Fighting Dirty Money With Enhanced Due Diligence

Around $2 trillion of illicit cash flows each year through the global financial system despite the efforts of regulators and financial institutions. To combat dirty money, enhanced due diligence (EDD) is a process that requires a thorough Know Your Client (KYC) that examines the customer’s history and transactions that have higher fraud risks.

EDD is regarded as having a higher screening level than CDD and can also include more information requests such as sources and funds, corporate appointments and connections with individuals or companies. It typically involves more thorough background checks, including media searches, to determine if there is any publicly accessible evidence or reputational evidence of misconduct or criminal activity that could threaten the bank’s operations.

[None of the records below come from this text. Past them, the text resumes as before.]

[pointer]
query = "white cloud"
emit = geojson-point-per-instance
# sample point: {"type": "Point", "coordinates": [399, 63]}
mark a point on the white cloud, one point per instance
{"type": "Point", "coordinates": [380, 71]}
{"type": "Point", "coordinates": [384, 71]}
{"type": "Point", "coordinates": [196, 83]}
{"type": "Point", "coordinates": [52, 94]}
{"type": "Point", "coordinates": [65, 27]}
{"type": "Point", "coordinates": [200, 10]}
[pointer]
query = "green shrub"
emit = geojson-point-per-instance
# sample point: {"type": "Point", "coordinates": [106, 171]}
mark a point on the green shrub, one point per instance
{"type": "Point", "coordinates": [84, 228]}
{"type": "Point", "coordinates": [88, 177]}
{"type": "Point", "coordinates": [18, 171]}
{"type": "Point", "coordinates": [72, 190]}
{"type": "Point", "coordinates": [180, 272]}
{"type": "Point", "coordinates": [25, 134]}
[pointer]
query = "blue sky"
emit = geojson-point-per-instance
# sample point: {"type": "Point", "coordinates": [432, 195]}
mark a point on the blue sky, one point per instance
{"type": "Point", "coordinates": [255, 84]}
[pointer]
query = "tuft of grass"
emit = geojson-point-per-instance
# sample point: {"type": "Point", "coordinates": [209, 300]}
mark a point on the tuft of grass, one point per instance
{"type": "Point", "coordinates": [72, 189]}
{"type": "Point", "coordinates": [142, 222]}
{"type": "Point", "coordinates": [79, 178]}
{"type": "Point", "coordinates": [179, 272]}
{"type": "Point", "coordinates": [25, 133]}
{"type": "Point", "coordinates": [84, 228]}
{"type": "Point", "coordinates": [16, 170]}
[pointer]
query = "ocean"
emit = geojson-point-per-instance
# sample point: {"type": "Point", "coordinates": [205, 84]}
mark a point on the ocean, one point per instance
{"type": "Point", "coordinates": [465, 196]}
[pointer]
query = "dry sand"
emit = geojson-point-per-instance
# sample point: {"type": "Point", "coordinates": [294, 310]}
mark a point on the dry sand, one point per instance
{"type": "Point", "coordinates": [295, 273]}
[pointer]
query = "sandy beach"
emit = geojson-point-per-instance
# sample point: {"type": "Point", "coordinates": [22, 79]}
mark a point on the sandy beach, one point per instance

Regulatory bodies set enhanced due diligence in banking sector analysis out guidelines on when EDD should be activated, and this is usually based on the nature of the transaction or customer and whether the person in question is a politically exposed individual (PEP). But ultimately, it’s up to each FI to make a purely subjective judgment on what triggers EDD on top of CDD.

It is important to have policies that clearly inform employees what EDD expects and what it is not. This will allow you to avoid situations that are high-risk and could cause hefty fines due to fraud. It’s also vital to have a thorough process for identity verification that can help you spot red flags like hidden IP addresses, spoofing technologies and fake identities.